If you are asking: is certain Item 19 data more important than other data? Absolutely. Not all financial performance data carries the same value to a prospective franchisee. An Item 19 that discloses the results of franchisee-owned operations is more useful to a prospective franchisee’s due diligence than an Item 19 that only shares the results of the franchisor/affiliate-owned operations. An Item 19 that discloses the results of multiple franchisees over multiple years is more useful than an Item 19 snapshot of the performance of one or two “pioneer” franchisees.
1851: What is the single largest legal mistake brands make?
Spandorf: Most mistakes that I see brands make are mistakes of business judgment. Classic examples include awarding franchises without properly vetting candidates; taking an undisciplined scattershot approach to selling franchises in any market with a willing candidate; awarding territories that are too big; giving franchisees rights of first refusal or first negotiation to expand before the franchisee has a track record of excellent performance with the rights they have; and imposing unrealistic multi-unit development obligations on franchisees even if franchisees eagerly accept them. None of these mistakes are true “legal” mistakes despite the fact that the franchisor’s poor judgment may lead to legal claims.
The biggest legal mistakes that I encounter involve franchise sales fraud. There are two prime areas: franchisor’s lowballing the initial investment cost to open and begin operating a franchised outlet (FDD Item 7), and presenting an FPR [financial performance representation] without a reasonable basis (typically too little operating history) (FDD Item 19). These mistakes are actionable even when a franchisor lacks an intent to deceive and is just sloppy in preparing its FDD since prospective franchisees are entitled to put their faith in these numbers.
I was recently engaged to advise an investor group that bought an organic, freshly-squeezed-to-order juice bar franchise and discovered shortly after they inked the franchise agreement that their franchisor had upended the business model by switching to pre-bottled juices.

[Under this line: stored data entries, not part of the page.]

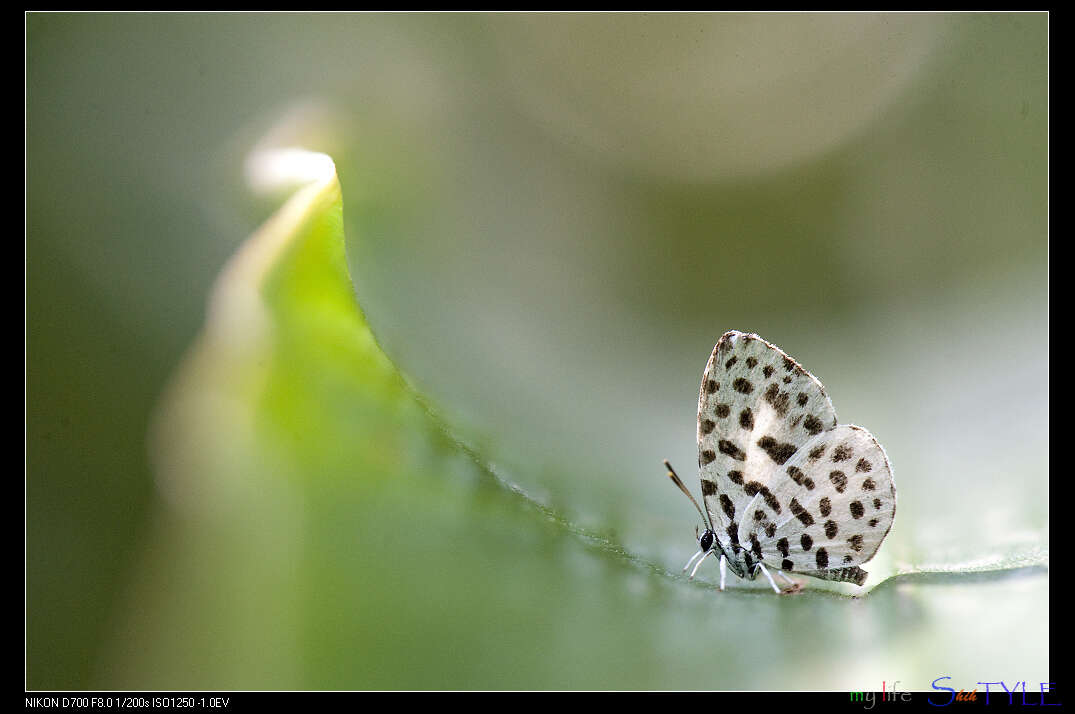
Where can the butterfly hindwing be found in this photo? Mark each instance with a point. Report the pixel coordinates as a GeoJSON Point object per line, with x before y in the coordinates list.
{"type": "Point", "coordinates": [841, 502]}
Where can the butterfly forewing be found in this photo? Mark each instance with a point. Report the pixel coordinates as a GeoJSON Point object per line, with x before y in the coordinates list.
{"type": "Point", "coordinates": [756, 410]}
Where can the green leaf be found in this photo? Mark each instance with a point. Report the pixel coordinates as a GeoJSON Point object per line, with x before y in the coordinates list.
{"type": "Point", "coordinates": [321, 527]}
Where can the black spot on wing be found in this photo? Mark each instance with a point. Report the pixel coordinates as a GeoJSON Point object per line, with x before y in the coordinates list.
{"type": "Point", "coordinates": [801, 513]}
{"type": "Point", "coordinates": [813, 426]}
{"type": "Point", "coordinates": [746, 418]}
{"type": "Point", "coordinates": [839, 480]}
{"type": "Point", "coordinates": [731, 450]}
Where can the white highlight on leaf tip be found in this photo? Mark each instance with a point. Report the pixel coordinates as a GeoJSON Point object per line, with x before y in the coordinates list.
{"type": "Point", "coordinates": [275, 169]}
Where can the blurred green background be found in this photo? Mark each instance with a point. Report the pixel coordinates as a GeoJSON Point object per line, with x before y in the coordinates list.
{"type": "Point", "coordinates": [549, 222]}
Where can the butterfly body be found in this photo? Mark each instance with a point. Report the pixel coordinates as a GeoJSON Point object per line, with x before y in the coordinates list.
{"type": "Point", "coordinates": [784, 484]}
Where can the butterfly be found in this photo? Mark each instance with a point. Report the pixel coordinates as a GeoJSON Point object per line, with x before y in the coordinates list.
{"type": "Point", "coordinates": [785, 487]}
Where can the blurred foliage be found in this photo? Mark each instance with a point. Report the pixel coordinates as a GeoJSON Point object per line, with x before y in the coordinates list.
{"type": "Point", "coordinates": [529, 256]}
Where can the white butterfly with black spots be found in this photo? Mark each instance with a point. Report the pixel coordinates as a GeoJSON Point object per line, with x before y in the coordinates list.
{"type": "Point", "coordinates": [784, 485]}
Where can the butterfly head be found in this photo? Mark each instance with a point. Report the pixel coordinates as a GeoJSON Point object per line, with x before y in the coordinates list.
{"type": "Point", "coordinates": [706, 540]}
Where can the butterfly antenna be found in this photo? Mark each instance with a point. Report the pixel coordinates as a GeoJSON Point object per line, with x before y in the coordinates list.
{"type": "Point", "coordinates": [678, 483]}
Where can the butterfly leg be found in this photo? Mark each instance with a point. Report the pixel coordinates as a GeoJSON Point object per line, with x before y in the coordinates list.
{"type": "Point", "coordinates": [697, 565]}
{"type": "Point", "coordinates": [765, 572]}
{"type": "Point", "coordinates": [691, 561]}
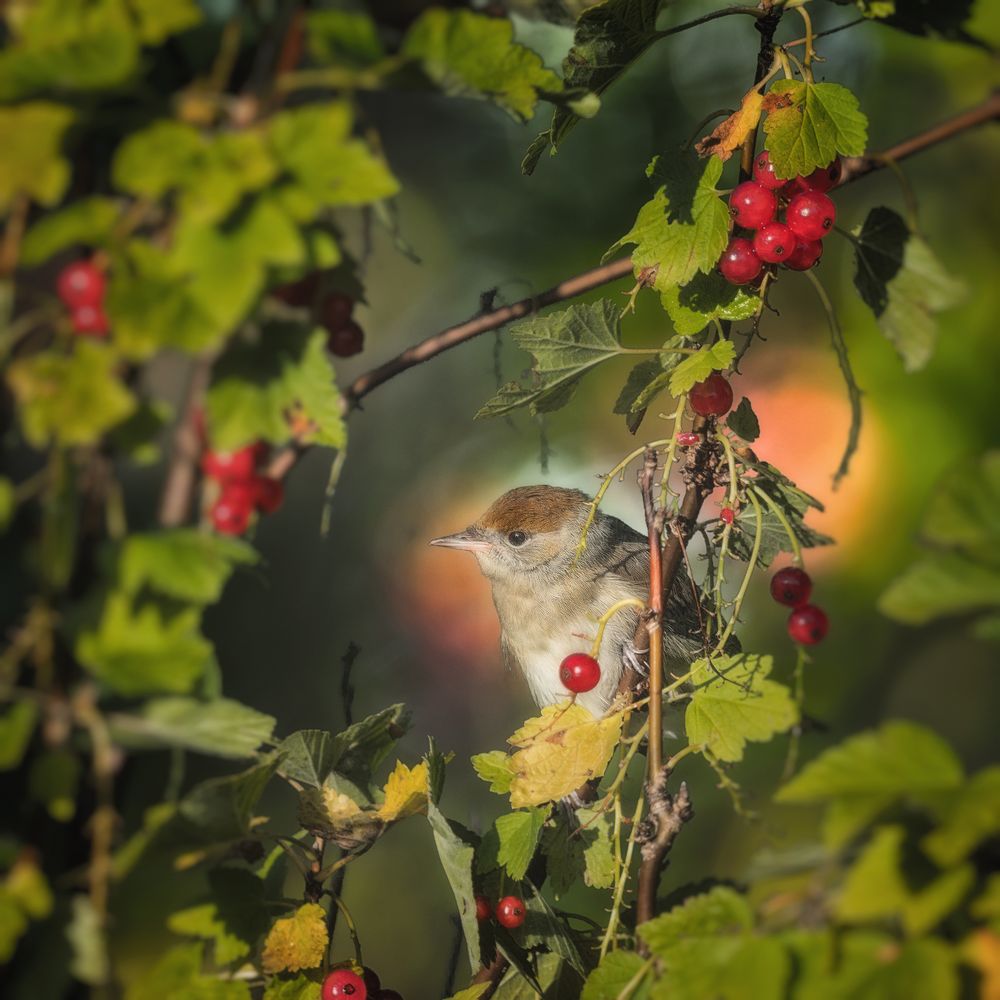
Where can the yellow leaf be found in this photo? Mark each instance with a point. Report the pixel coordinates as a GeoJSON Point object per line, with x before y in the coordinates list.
{"type": "Point", "coordinates": [405, 792]}
{"type": "Point", "coordinates": [296, 942]}
{"type": "Point", "coordinates": [730, 134]}
{"type": "Point", "coordinates": [558, 751]}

This is an example of a common franchisor mistake, believing that a contractual right to modify the operations manual unilaterally or exercise discretion gives them unbridled authority to pile on new fees or change the franchise model without regard to the magnitude of the change. Basic contract law requires mutual consent to modify contract rights materially. While divining materiality is neither simple nor easy, franchisors underestimate the legal and business ramifications when they assert their contract power without making a business case for change.
1851: How do you stand out as a franchise law firm?
Spandorf: As an AM LAW 100 law firm with multiple offices in the U.S., Davis Wright Tremaine offers franchising clients legal support in all areas of commercial practice. Not only does our deep, experienced franchise bench handle all aspects of domestic and international franchise regulatory, transactional and dispute resolution matters, but we stand apart from peer franchise law firms by being able to leverage the firm’s collective expertise in all areas of commercial law to deliver comprehensive legal support to franchise clients, from intellectual property, privacy and data security to food safety, M&A, corporate finance, liquor licensing, technology contracts, immigration, real estate, antitrust, advertising law and more.
Few peer franchising firms can match our ability to seamlessly coordinate full-service legal support saving clients the inefficiencies of piecing together advice from multiple law firms. We proudly help franchisors in all stages of their development — from startups to mature public companies — and represent some of the largest franchisees in the United States in their expansion activities broadening our perspectives. We believe we are unmatched by peer firms in advising clients on the availability of licensing and distribution alternatives to franchising and in prosecuting and defending franchise status claims.
1851: What is the best business advice you have received in your career?
Spandorf: Get out from behind your desk and build networking relationships.